Three-phase asynchronous motor with direct start connected to a hydraulic pump
In this example, an asynchronous motor is connected to an idealized pump model.
Let's see how throttling the hydraulic system changes the speed and current consumed by the motor.
Studying the model
Open the model and run it for execution:
cd() # Go to the folder with the example
engee.open( "$(@__DIR__)/" * "induction_motor_online_pump.engee");
data = engee.run("induction_motor_online_pump");
At the initial moment, the engine speed is zero, then it starts, and by 2.5 seconds it reaches the rated speed. At the 9th second, when the valve diameter decreases from 20 to 4 cm, the engine begins to noticeably slip.

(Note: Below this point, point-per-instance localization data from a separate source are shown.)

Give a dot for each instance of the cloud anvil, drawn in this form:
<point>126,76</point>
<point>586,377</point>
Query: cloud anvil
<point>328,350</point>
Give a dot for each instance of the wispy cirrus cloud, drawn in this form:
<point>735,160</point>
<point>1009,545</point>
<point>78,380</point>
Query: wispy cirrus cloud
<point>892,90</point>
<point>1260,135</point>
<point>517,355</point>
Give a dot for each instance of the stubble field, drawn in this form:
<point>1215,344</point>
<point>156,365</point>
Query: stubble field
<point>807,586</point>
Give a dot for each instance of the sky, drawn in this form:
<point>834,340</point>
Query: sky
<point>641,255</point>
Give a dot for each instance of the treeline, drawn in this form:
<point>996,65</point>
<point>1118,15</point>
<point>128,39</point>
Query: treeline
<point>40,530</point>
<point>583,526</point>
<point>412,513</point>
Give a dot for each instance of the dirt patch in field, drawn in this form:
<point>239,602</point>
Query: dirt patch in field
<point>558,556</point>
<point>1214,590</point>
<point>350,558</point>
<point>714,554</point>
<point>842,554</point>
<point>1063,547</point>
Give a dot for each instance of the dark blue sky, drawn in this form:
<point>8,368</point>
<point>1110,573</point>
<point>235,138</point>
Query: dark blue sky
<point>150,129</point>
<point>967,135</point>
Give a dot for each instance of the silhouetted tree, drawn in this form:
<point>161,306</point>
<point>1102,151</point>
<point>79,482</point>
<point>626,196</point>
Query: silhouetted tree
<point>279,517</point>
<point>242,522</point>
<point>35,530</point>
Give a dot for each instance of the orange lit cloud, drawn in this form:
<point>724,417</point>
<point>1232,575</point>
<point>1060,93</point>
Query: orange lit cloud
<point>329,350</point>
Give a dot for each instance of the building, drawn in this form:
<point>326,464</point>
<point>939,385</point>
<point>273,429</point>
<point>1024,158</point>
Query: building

p1 = plot( eachcol(collect(data["Diameter of the throttle valve"]))..., title="Throttle opening area (m2)" )
p2 = plot( data["Phase current"].time, reduce(hcat, data["Phase current"].value)', title="Current in the windings (A)" )
p3 = plot( eachcol(collect(data["Active power (OE)"]))... )
plot!( eachcol(collect(data["Rotor speed (OE)"]))..., title="Active power and speed of the rotor (relative units)" )
p4 = plot( eachcol(collect(data["Q"]))..., title="Flow rate through pipes (m3/s)", xlabel="Time, from" )
plot( p1, p2, p3, p4, layout=(4,1), leg=false, size=(1200,600), titlefont=font(10) )
A sharp decrease in the capacity of the hydraulic system for an asynchronous pump is an emergency mode that leads not to a simple stop, but to an operating mode close to a short circuit, with the risk of rapid thermal destruction of the engine.
Conclusion
This model allows you to study the dynamics of the joint operation of an electric motor and a hydraulic load, assess the system's resistance to changes (for example, to valve blockage), as well as to verify the correct choice of engine and protection settings without risk to real equipment, which reduces development time and increases reliability.